Las elecciones del próximo año nos invitan a preguntarnos, una vez más, ¿cómo vota el electorado mexicano?
Las teorías de votación que la ciencia política ha puesto a nuestra disposición son múltiples y muy variadas, y nos sirven como brújula para saber a qué prestar atención a través de las encuestas.
La literatura sobre la votación estará en pleno apogeo en 2024. La perspectiva sociológica sobre la votación, desarrollada por Paul Lazarsfeld y sus colegas de la Universidad de Columbia, se inauguró con la publicación del libro La elección del pueblo, en 1944, por lo que cumple 80 años. Una década más tarde, el equipo de Columbia publicó Votaciónen 1954, otro motivo de celebración.
Una de sus ideas centrales es que el voto es un reflejo de las condiciones y características sociales de los votantes. Por esta razón, solemos buscar en las encuestas la relación entre la preferencia electoral y variables como sexo, edad, educación, clase social, ocupación, nivel de ingresos, división urbano-rural, región del país, raza. o etnia, e incluso religión, entre otros rasgos sociales. Por su parte, las campañas suelen centrarse en determinados grupos demográficos para dirigir sus mensajes.
La encuesta a boca de urna que hicimos en EL FINANCIERO en 2018 indica que el voto a favor de AMLO fue mayor entre los votantes con educación superior; pero en 2021, el voto a favor de Morena fue mayor entre los segmentos con menor educación. Se trata de un cambio bastante marcado en sólo tres años en el perfil demográfico (educativo) del apoyo al movimiento obrero. En 2024 será de gran interés cómo votarán las mujeres y cómo votará la Generación Z.
Otra perspectiva muy importante sobre la votación es la psicológica, desarrollada en los años cincuenta y sesenta por Campbell, Converse, Miller y Stokes, autores del libro El votante americanouna obra publicada en 1960. Estos autores probablemente influyeron en la ciencia política tanto o más como los Beatles, el famoso cuarteto de Liverpool, influyeron en la música popular, situando a la escuela de Michigan como principal paradigma del comportamiento electoral durante varias décadas.
Su modelo plantea la importancia de las actitudes y orientaciones afectivas en la votación, particularmente la identificación partidista, un concepto que se volvió central para comprender y predecir las opiniones y el comportamiento político de los votantes, junto con las orientaciones ideológicas y temáticas.
En las elecciones de 2018 y 2021 el partidismo fue muy fuerte, ya que más del 90 por ciento de los panistas, priistas y morenistas votaron por su propia alianza o partido. Además, en ambas elecciones la diferenciación del voto según la identidad ideológica izquierda-derecha fue bastante contundente. Yo esperaría que estas y otras identidades sociopolíticas (particularmente ser pro o anti 4T) jueguen un papel central en 2024, aunque habrá que estar atentos al voto dividido debido a la gran cantidad de papeletas electorales que cada elector tendrá que cruzar. .

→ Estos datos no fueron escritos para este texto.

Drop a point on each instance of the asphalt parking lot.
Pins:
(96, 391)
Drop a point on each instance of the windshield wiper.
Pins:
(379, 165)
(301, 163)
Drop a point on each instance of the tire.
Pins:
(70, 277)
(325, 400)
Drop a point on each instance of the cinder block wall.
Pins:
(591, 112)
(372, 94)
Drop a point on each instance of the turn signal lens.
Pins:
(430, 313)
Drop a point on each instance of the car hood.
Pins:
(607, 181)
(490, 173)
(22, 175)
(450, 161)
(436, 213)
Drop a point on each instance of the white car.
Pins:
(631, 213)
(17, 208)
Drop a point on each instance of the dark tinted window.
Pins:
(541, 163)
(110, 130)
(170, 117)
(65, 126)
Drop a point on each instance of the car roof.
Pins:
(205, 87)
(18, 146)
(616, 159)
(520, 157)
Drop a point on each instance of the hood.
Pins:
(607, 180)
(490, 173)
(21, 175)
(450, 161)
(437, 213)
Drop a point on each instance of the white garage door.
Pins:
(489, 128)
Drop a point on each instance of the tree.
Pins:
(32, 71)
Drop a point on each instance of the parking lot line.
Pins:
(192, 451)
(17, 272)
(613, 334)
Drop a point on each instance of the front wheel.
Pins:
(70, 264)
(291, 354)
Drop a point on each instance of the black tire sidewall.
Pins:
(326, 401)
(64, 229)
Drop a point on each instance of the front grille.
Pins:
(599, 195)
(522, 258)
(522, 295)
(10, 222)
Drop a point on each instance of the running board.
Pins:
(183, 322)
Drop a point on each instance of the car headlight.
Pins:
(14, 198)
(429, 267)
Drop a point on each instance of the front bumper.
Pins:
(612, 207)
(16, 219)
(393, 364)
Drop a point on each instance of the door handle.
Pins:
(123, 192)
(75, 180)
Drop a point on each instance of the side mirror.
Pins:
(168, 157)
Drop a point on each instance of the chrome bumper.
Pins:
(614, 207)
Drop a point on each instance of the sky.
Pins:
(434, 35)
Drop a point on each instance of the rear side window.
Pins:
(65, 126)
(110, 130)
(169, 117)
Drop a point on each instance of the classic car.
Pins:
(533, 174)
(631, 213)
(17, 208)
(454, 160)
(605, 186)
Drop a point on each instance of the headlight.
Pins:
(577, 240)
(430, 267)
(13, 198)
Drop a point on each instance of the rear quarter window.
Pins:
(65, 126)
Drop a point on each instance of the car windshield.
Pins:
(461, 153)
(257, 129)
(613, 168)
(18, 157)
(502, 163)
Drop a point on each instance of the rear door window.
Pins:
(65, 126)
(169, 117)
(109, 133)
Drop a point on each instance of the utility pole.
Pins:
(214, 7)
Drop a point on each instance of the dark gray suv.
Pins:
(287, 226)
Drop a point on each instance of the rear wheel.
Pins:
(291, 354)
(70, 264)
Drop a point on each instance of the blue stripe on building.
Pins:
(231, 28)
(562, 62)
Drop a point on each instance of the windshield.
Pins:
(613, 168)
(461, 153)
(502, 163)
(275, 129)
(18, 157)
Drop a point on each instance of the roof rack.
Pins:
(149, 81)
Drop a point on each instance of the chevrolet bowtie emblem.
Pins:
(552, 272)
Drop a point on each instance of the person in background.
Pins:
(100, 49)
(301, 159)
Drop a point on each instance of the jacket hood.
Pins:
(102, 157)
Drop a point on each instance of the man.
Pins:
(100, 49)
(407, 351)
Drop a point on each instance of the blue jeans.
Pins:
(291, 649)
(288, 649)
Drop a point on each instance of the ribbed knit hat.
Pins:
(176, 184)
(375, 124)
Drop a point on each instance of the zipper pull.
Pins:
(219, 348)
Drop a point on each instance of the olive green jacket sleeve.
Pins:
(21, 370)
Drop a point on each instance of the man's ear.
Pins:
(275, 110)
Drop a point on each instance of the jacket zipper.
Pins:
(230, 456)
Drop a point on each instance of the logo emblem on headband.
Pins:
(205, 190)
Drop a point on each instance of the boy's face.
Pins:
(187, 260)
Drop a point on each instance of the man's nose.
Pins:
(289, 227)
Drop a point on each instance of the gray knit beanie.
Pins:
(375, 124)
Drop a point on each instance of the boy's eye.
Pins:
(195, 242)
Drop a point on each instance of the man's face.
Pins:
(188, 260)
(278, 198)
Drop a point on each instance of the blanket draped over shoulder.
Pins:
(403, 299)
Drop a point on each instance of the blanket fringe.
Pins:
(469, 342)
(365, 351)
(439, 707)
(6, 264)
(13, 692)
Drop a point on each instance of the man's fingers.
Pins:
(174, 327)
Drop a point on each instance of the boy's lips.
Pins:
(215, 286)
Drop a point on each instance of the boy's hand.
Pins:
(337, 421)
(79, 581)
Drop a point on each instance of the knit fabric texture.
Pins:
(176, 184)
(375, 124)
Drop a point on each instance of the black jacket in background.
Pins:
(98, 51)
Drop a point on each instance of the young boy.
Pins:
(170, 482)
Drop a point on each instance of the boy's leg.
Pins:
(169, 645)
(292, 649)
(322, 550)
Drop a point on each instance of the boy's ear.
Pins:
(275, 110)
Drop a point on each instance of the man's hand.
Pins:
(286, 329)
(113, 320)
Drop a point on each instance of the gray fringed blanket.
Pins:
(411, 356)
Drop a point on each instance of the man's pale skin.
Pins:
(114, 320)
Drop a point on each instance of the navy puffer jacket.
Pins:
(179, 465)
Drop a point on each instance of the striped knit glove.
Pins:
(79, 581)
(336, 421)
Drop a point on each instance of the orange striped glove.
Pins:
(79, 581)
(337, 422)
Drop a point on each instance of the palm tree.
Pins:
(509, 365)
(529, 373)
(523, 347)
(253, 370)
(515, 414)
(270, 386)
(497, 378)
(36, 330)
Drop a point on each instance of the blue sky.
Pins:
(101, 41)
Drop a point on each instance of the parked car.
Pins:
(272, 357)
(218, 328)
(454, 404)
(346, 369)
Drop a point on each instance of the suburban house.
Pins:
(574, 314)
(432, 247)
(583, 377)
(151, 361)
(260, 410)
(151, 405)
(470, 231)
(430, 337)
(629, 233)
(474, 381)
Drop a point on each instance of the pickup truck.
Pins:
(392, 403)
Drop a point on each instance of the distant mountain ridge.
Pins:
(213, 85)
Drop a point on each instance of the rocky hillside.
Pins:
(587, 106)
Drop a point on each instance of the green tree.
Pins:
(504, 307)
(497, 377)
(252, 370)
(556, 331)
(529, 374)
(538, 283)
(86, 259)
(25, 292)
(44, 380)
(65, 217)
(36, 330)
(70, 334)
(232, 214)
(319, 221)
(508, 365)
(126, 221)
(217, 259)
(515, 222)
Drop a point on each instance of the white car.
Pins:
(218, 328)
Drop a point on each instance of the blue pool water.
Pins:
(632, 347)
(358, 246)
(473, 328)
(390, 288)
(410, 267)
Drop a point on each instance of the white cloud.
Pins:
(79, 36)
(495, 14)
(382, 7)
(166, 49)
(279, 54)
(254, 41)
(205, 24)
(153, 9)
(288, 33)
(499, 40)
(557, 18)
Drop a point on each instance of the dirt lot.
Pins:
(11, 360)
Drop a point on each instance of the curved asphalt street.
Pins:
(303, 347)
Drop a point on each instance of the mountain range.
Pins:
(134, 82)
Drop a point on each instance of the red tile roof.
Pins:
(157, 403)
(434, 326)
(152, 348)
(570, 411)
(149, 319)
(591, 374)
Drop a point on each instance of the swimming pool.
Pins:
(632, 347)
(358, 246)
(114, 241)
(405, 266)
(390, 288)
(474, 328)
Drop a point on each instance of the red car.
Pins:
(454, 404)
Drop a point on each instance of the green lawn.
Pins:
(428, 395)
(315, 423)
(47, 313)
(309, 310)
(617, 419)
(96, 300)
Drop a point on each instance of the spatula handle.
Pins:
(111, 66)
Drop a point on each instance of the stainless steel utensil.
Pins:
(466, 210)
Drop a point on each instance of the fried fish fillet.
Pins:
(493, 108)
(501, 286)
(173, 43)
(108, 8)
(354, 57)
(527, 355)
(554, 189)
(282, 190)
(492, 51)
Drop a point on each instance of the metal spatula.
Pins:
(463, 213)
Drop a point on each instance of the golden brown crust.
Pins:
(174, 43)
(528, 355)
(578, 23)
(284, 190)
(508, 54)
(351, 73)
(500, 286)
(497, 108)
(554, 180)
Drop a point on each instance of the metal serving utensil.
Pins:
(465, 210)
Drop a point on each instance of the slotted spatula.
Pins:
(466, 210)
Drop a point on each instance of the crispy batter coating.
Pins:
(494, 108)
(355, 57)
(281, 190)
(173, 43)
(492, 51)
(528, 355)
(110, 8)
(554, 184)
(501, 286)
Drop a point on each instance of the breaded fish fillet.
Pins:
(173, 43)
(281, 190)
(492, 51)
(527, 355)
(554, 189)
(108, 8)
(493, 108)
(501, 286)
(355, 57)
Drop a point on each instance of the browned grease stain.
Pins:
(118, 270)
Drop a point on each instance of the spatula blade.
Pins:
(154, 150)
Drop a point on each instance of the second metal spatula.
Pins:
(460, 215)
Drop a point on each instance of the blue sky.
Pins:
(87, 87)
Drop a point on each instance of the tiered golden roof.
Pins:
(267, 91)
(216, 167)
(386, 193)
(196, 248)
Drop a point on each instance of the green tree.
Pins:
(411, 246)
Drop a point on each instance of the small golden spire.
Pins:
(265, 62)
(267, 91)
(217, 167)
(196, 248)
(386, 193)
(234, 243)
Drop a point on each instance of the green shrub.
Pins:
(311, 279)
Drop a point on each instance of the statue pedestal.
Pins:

Un tercer conjunto de perspectivas sobre la votación está guiado por el concepto de racionalidad. Se trata de diversos modelos y ramificaciones teóricas cuya idea básica es que el votante es racional, y no tanto emocional; un votante calculador que evalúa el desempeño del gobierno, que calcula diferencias entre una opción y otra y que percibe la cercanía o distancia temática o ideológica con las opciones políticas.
Si para las perspectivas sociológicas y psicológicas el voto es un reflejo de quiénes somos y cómo nos identificamos, para las perspectivas racionalistas el voto es una decisión calculada que requiere cierta información para evaluar el desempeño de los gobiernos y calcular los costos y beneficios de dicha decisión. decisión. decisión.
El libro de Downs, publicado en 1957, Una teoría económica de la democracia, es una de las teorías del voto racional más citadas, y nos ha dejado la imagen del votante medio. Sin embargo, el modelo ‘downsiano’ se queda corto a la hora de entender cómo votar en un entorno políticamente polarizado, como el que predomina hoy en nuestro país y en muchos otros.
El carácter valorativo hacia el gobierno de turno fue bastante claro en 2018: la desaprobación al presidente Peña fue mayoritaria y la mayor parte del voto insatisfecho fue para Morena. En 2021, AMLO obtuvo la aprobación mayoritaria, pero la desaprobación (39 por ciento) se tradujo principalmente en votos de la oposición. Las valoraciones del actual gobierno han pesado.
Se espera que 2024 también tenga cierto carácter evaluativo: qué tan bien o mal valorado está el gobierno de la cuarta transformación, y cómo eso afectará si se le da mayor impulso o no. Ya veremos.